AMDGPU: Add SIWholeQuadMode pass

Summary: Whole quad mode is already enabled for pixel shaders that compute derivatives, but it must be suspended for instructions that cause a shader to have side effects (i.e. stores and atomics). This pass addresses the issue by storing the real (initial) live mask in a register, masking EXEC before instructions that require exact execution and (re-)enabling WQM where required. This pass is run before register coalescing so that we can use machine SSA for analysis. The changes in this patch expose a problem with the second machine scheduling pass: target independent instructions like COPY implicitly use EXEC when they operate on VGPRs, but this fact is not encoded in the MIR. This can lead to miscompilation because instructions are moved past changes to EXEC. This patch fixes the problem by adding use-implicit operands to target independent instructions. Some general codegen passes are relaxed to work with such implicit use operands.
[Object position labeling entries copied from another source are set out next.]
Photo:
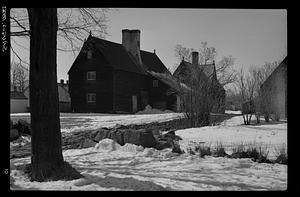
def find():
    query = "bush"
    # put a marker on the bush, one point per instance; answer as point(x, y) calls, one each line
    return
point(253, 151)
point(281, 155)
point(203, 150)
point(219, 151)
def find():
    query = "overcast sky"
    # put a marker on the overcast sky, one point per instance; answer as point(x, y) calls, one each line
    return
point(252, 37)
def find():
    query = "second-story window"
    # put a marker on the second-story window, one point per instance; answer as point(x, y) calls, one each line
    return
point(91, 98)
point(89, 54)
point(91, 75)
point(155, 83)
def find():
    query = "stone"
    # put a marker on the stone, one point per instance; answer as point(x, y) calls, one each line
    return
point(162, 144)
point(86, 143)
point(14, 134)
point(23, 127)
point(102, 133)
point(141, 137)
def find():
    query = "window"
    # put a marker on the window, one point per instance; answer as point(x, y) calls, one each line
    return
point(91, 75)
point(91, 97)
point(89, 54)
point(155, 83)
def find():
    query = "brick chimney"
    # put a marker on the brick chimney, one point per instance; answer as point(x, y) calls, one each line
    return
point(131, 43)
point(195, 58)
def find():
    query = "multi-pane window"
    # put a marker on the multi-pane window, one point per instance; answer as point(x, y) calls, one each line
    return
point(91, 97)
point(155, 83)
point(89, 54)
point(91, 75)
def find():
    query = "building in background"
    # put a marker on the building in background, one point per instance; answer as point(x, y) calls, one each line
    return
point(274, 92)
point(18, 101)
point(63, 96)
point(182, 73)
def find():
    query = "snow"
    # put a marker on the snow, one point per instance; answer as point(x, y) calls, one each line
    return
point(232, 112)
point(149, 110)
point(110, 166)
point(232, 132)
point(72, 122)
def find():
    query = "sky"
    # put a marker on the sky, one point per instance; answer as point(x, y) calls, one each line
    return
point(251, 36)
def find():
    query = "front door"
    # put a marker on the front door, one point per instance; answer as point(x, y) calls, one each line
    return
point(134, 104)
point(144, 99)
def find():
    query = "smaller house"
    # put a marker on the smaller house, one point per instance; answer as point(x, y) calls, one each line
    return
point(18, 102)
point(183, 73)
point(63, 96)
point(274, 92)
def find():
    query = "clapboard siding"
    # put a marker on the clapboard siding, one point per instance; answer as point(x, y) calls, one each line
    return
point(102, 86)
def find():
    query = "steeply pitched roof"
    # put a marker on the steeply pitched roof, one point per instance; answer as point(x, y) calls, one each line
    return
point(17, 95)
point(208, 69)
point(152, 62)
point(120, 59)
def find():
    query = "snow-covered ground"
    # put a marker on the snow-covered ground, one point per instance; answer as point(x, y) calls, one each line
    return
point(71, 122)
point(230, 133)
point(109, 166)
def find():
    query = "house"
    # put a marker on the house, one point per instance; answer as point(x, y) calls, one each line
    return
point(18, 102)
point(63, 96)
point(274, 92)
point(116, 78)
point(208, 71)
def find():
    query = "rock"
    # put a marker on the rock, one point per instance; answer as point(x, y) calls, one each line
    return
point(119, 136)
point(141, 137)
point(107, 145)
point(14, 134)
point(23, 127)
point(162, 144)
point(86, 143)
point(102, 133)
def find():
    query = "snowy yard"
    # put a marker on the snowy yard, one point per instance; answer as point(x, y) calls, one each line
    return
point(109, 166)
point(71, 122)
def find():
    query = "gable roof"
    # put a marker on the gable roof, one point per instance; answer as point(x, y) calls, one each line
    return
point(120, 59)
point(17, 95)
point(208, 69)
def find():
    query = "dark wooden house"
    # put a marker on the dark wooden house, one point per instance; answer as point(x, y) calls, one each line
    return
point(273, 92)
point(112, 77)
point(208, 71)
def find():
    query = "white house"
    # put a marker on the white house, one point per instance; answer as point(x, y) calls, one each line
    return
point(18, 102)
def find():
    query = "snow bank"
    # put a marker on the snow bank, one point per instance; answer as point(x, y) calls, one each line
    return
point(149, 110)
point(107, 145)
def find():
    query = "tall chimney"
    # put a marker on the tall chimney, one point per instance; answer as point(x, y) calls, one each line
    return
point(131, 43)
point(195, 58)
Reviewers: arsenm, tstellarAMD, mareko Subscribers: MatzeB, arsenm, llvm-commits Differential Revision: http://reviews.llvm.org/D18162 llvm-svn: 263982
llvm · Mar 21, 2016 · 213e87f · 213e87f
1 parent b14f4fd
commit 213e87f
Show file tree

Hide file tree

Showing 10 changed files with 863 additions and 15 deletions.
diff --git a/llvm/lib/Target/AMDGPU/AMDGPU.h b/llvm/lib/Target/AMDGPU/AMDGPU.h
@@ -44,6 +44,7 @@ FunctionPass *createSIFoldOperandsPass();
 FunctionPass *createSILowerI1CopiesPass();
 FunctionPass *createSIShrinkInstructionsPass();
 FunctionPass *createSILoadStoreOptimizerPass(TargetMachine &tm);
+FunctionPass *createSIWholeQuadModePass();
 FunctionPass *createSILowerControlFlowPass();
 FunctionPass *createSIFixControlFlowLiveIntervalsPass();
 FunctionPass *createSIFixSGPRCopiesPass();
@@ -70,6 +71,9 @@ extern char &SILowerI1CopiesID;
 void initializeSILoadStoreOptimizerPass(PassRegistry &);
 extern char &SILoadStoreOptimizerID;
 
+void initializeSIWholeQuadModePass(PassRegistry &);
+extern char &SIWholeQuadModeID;
+
 void initializeSILowerControlFlowPass(PassRegistry &);
 extern char &SILowerControlFlowPassID;
 

diff --git a/llvm/lib/Target/AMDGPU/AMDGPUInstrInfo.h b/llvm/lib/Target/AMDGPU/AMDGPUInstrInfo.h
@@ -62,7 +62,6 @@ class AMDGPUInstrInfo : public AMDGPUGenInstrInfo {
                                int64_t Offset1, int64_t Offset2,
                                unsigned NumLoads) const override;
 
-
   /// \brief Return a target-specific opcode if Opcode is a pseudo instruction.
   /// Return -1 if the target-specific opcode for the pseudo instruction does
   /// not exist. If Opcode is not a pseudo instruction, this is identity.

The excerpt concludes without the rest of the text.